Penelitian menunjukkan bahwa Palestina adalah masyarakat Mediterania yang dinamis, aktif, dan subur saat itu. Lahan pertanian, jaringan pelabuhan komersial, jalur darat antara kota-kota pedalaman dan bersejarah seperti Quds dan Betlehem merupakan tanda-tanda perkembangan dan dinamika sosial dan ekonomi wilayah ini.

Faktanya, mitos “tanah kosong” jelas bertentangan dengan bukti sejarah, arkeologi, budaya, dan demografi. Pemeriksaan yang cermat terhadap sejarah Palestina sebelum berdirinya Israel menunjukkan bahwa tanah ini bukanlah gurun yang terlantar, tetapi masyarakat yang hidup dan berpenduduk dengan identitas sejarah dan politik yang berbeda; sebuah fakta yang sengaja diabaikan oleh narasi resmi Israel.
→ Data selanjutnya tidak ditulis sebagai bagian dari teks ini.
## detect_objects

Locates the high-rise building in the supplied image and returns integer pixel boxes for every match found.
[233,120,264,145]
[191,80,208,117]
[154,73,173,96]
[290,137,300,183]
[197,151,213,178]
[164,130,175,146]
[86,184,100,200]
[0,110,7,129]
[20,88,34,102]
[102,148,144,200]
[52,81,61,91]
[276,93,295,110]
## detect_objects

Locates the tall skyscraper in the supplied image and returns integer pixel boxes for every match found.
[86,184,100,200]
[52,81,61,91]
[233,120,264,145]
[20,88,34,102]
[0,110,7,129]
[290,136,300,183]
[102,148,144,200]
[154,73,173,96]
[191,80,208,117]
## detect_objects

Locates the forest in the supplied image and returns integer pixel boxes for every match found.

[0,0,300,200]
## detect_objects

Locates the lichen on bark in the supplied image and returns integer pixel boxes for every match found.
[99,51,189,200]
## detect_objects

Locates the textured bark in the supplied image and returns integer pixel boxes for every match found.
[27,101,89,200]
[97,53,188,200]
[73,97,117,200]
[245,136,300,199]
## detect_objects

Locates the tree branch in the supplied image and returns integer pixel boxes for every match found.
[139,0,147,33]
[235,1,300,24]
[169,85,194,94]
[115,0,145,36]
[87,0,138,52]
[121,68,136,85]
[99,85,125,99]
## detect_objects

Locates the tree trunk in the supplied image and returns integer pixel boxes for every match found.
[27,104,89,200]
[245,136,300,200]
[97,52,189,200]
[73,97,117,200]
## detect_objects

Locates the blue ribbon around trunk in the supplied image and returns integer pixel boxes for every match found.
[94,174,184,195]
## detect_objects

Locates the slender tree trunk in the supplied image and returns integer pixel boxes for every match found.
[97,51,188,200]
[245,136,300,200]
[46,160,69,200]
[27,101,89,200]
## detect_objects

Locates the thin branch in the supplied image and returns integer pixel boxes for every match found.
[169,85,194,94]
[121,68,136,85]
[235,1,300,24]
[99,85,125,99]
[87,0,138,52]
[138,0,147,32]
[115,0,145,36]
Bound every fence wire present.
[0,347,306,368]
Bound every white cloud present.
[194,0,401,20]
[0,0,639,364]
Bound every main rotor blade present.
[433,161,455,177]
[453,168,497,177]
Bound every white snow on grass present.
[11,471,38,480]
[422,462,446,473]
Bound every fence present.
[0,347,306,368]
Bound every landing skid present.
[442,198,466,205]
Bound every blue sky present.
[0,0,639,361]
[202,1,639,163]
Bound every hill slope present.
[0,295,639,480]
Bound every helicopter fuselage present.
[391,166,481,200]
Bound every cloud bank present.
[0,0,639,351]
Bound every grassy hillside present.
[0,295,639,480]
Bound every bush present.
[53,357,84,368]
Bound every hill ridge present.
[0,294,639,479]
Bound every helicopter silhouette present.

Narasi populer yang dipromosikan oleh Israel dan para pendukungnya adalah bahwa Palestina adalah tanah tandus, sepi, dan tidak berpenghuni sebelum kedatangan Zionisme; Mitos ini, yang masih diajarkan dan diulang-ulang dalam buku teks dan media resmi Israel hingga saat ini, telah diajukan sebagai dasar ideologis untuk membenarkan pendudukan tanah tersebut dan pendirian Israel. Namun, data historis, bukti arkeologi, dan dokumen lokal dan internasional menunjukkan kebalikan dari gambaran palsu ini.

Nama Palestina masuk ke dalam sumber-sumber sejarah pada masa Kekaisaran Romawi kuno. Nama tersebut kemudian digunakan untuk wilayah tersebut selama Kekaisaran Bizantium. Penduduk asli Palestina merupakan bagian dari masyarakat kekaisaran yang lebih besar selama periode ini.

Dengan munculnya Islam pada abad ke-7, Palestina menjadi tanah yang penting bagi umat Islam; di sanalah kiblat pertama dan tempat tersuci ketiga bagi umat Islam, Masjid Al-Aqsa, berada. Setelah itu, Palestina tetap menjadi bagian dari dunia Arab dan Islam selama berabad-abad. Bahkan selama periode seperti Perang Salib, ketika kendali atas wilayah tersebut jatuh ke tangan umat Kristen untuk sementara waktu, wilayah tersebut tetap menjadi fokus kekaisaran agama dan politik.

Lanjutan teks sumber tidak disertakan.